San Juan. (EFE).- Daddy Yankee pidió al tribunal desestimar la solicitud de desacato civil y multa diaria de 5.000 dólares presentada por su exesposa, Mireddys González, con quien estuvo casado por casi 30 años y tiene dos hijos.
La defensa del artista, compuesta por Carlos Díaz Olivo, Annabelle Torres Colberg y Heileene Colberg, argumentó que González busca reabrir un proceso judicial ya concluido, en el que se dictó sentencia final y firme hace meses.
Los abogados destacaron contradicciones en las declaraciones de González, quien aseguró el 16 de mayo ser accionista de Los Cangris, Inc., pero dijo lo contrario el 27 de mayo en otro proceso judicial.
Según el equipo legal, esto revela una estrategia de litigio incompatible “con los principios de buena fe, coherencia procesal y respeto al foro judicial”.

Además, la defensa calificó de falsas y maliciosas las acusaciones de González. “Constituyen un uso indebido del sistema judicial”, afirmaron los abogados del reguetonero, quienes también denunciaron irregularidades como documentos encontrados en la basura y correos electrónicos borrados entre 2019 y 2024.
Indicaron que el cantante ha cumplido con los acuerdos establecidos en el tribunal, entre ellos mantener 75 millones de dólares en cuentas corporativas, no hacer transacciones mayores a 100.000 dólares sin autorización compartida y enviar informes financieros mensuales.

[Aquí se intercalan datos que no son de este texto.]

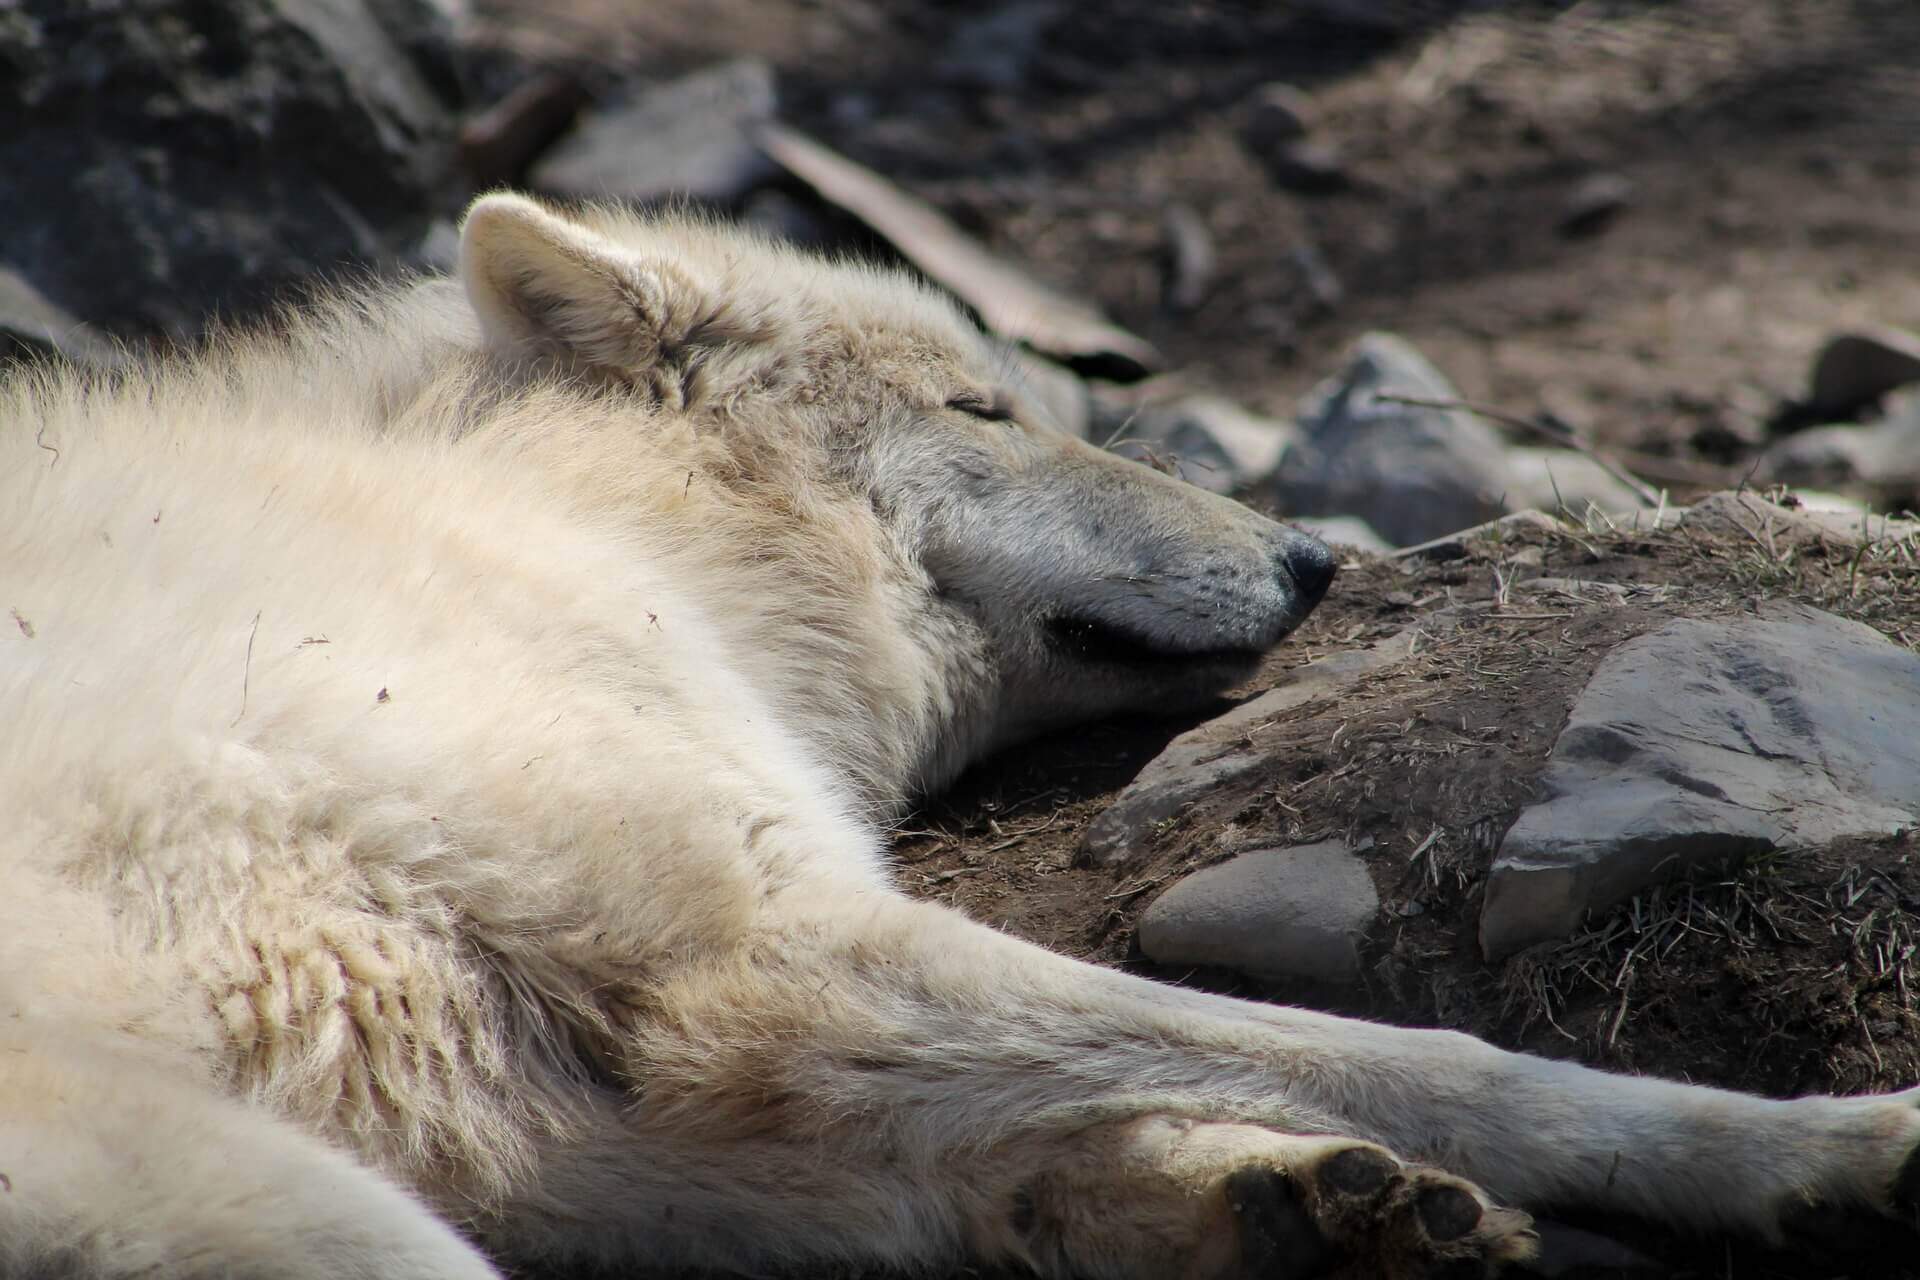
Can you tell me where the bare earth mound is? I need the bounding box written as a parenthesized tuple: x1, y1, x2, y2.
(900, 502, 1920, 1279)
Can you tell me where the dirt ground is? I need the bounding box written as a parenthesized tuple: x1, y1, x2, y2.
(892, 504, 1919, 1277)
(466, 3, 1920, 1275)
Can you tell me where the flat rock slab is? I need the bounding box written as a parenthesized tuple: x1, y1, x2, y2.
(1482, 603, 1920, 959)
(1137, 840, 1378, 985)
(1081, 632, 1415, 867)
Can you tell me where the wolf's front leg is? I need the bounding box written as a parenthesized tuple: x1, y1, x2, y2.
(515, 886, 1920, 1279)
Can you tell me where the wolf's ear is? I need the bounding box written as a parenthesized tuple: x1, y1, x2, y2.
(459, 193, 706, 369)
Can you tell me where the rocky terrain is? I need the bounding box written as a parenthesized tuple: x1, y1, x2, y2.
(7, 1, 1920, 1276)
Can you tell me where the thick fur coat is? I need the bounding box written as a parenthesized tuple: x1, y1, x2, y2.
(2, 195, 1916, 1279)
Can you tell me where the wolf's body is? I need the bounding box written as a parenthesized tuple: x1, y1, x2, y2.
(2, 196, 1915, 1279)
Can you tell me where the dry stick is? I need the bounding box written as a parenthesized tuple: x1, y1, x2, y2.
(1371, 392, 1665, 508)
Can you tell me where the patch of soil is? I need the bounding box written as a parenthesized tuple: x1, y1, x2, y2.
(897, 507, 1920, 1278)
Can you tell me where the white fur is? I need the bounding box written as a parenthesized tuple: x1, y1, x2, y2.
(1, 195, 1912, 1279)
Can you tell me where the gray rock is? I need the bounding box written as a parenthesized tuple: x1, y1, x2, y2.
(1290, 515, 1393, 554)
(0, 0, 460, 339)
(1103, 393, 1297, 495)
(1272, 333, 1513, 547)
(1505, 446, 1648, 518)
(1756, 391, 1920, 502)
(1137, 841, 1378, 985)
(1236, 78, 1338, 193)
(934, 2, 1063, 92)
(0, 268, 120, 366)
(1260, 139, 1350, 194)
(409, 220, 460, 275)
(1558, 172, 1634, 238)
(1082, 633, 1416, 867)
(1242, 82, 1315, 150)
(1482, 603, 1920, 959)
(531, 59, 778, 206)
(1805, 327, 1920, 419)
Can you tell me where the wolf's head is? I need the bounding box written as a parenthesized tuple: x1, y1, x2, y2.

Por su parte, González acusa a Yankee de no presentar los informes financieros de los primeros cuatro meses del año y de entregar en abril un reporte con información “incompleta, ambigua y/o vaga”. También lo responsabiliza por disolver El Cartel Records sin consultarla.
En ese contexto, el juez Anthony Cuevas otorgó un plazo de 10 días al artista para cumplir con lo estipulado.
La disputa ocurre tras el divorcio oficializado el 19 de febrero, aunque la separación se confirmó desde diciembre pasado.
El conflicto se agudizó luego de que, a finales de 2023, las hermanas González transfirieran 100 millones de dólares de cuentas corporativas a personales, según la defensa.
En respuesta, Daddy Yankee contrató una firma de seguridad financiera liderada por un exjefe del FBI en Puerto Rico para “ordenar” sus empresas.